C’è, però, una grande differenza, agli inizi la vita bassa era una novità molto apprezzata dalle giovani generazioni , perché cool,  oggi, al contrario, è diventata out , non solo perchè è cambiata la moda ma anche, e soprattutto, perché ci si è accorti dell’orrenda visione che offriva. Oltre alla scandalosa vista dello slip, è, sotto gli occhi di tutti, la deformazione apportata soprattutto ad alcuni corpi femminili, che non curanti dello specchio e convinte di poter indossare tutte una 38, si mostrano al mondo con degli antiestetici salsicciotti, all’altezza del bacino, che allontanano sempre più l’ideale femminile delle tenere forme.

 

Tutto ciò è supportato da un articolo pubblicato sul Canadian Medical Association Journal del 2003, del dr. Malvinder S. Parmar, il quale, dopo aver condotto uno studio, denuncia i rischi che comporta l’uso di questo capo. Il risultato dello studio, condotto su alcune donne che hanno indossato tali pantaloni per 6-8 mesi, ha confermato che alcune di queste donne soffrivano di meralgia parestesica,ovvero sensazione di bruciore e formicolio nella parte interessata, tesi avvalorata dal fatto che quando hanno smesso di indossarli sono passati anche i fastidi. Il corpo maschile, al contrario, non ha subito delle vere e proprie deformazioni fisiche ma è, comunque vero,che gli slip così visibili lo rendono poco elegante e un po’ troppo arrogante.

 

 

Fortunatamente, oggi, le passerelle ci hanno fatto dono di una “innovazione”, il ritorno al vintage, anni ’50 e ‘80, che porta con sè il ritorno del pantalone o gonna a vita alta. Passerelle come quelle di Valentino, Armani, Versace, ed altri grandi stilisti hanno confermato la vita alta come simbolo di femminilità, ma anche di mascolinità, pensiamo a George Peppard, o per citare qualche italiano Vittorio De Sica e Marcello Mastroianni, resi dai grandi fashion designer più sofisticati e pronti ad affrontare con eleganza qualsiasi situazione.

 

 

Ma per tutti coloro, soprattutto di donne, che non sono disposte ad accettare questo revival, basterebbero alcuni piccoli consigli: primo fra tutti una gonna longuette a vita alta permette di sfoggiare una vita molto sottile, che può ben essere delineata da un  cinturone che esalterà non solo la vostra vita ma soprattutto la vostra femminilità dandovi un’aria très chic; secondo, un bel pantalone a vita alta, magari a palazzo, da l’effetto di allungare le gambe; terzo, se voi donne volete un’aria sensuale ma sofisticata (che a noi maschietti piace tanto) un pantalone o gonna a vita alta può solo aiutarvi e allo stesso tempo vi fa essere alla moda.

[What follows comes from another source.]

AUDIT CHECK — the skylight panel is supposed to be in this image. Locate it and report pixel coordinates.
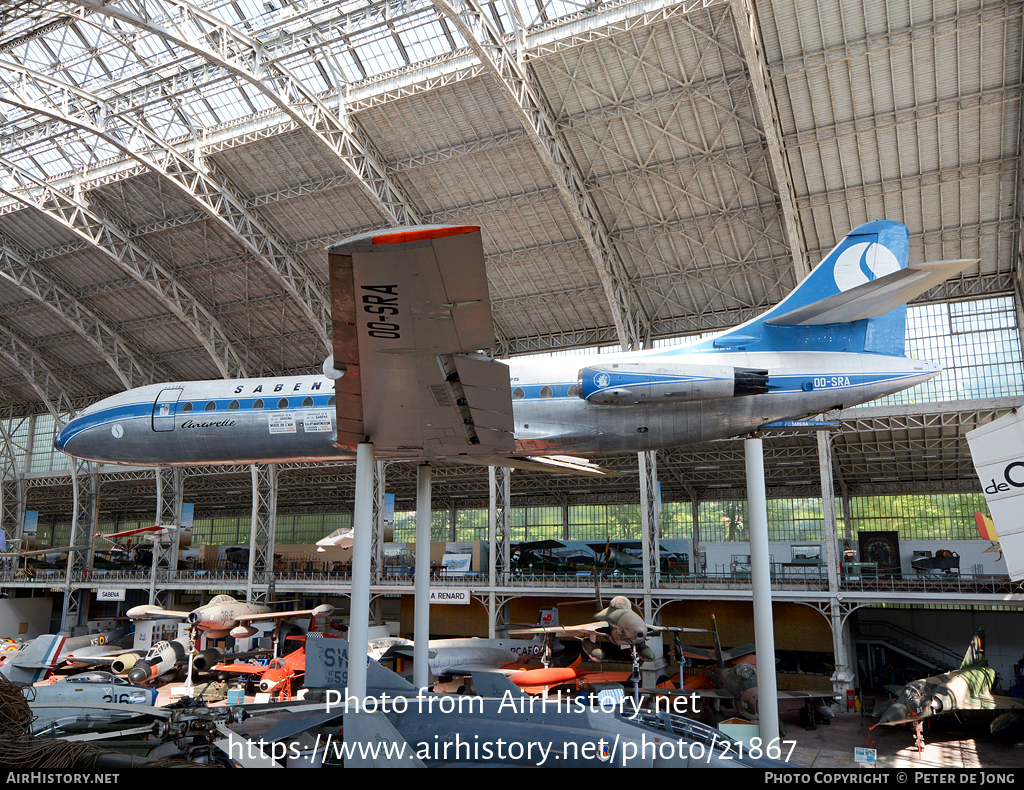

Uomini, anche per voi vale lo stesso discorso se volete apparire rispettabili, sofisticati e di classe, aprite l’armadio, gettate via tutti quei capi a vita bassa e riempitelo di pantaloni a vita alta.

 

 

In conclusione questo non vuole essere soltanto un articolo di critica nei confronti della vita bassa ma anche un modo per dare un consiglio a chi come già segue la moda. Se vuoi essere di classe e vivere al passo con i tempi devi indossare la vita alta, e, poi, come Armani ha detto: “L'eleganza non è farsi notare, ma farsi ricordare”.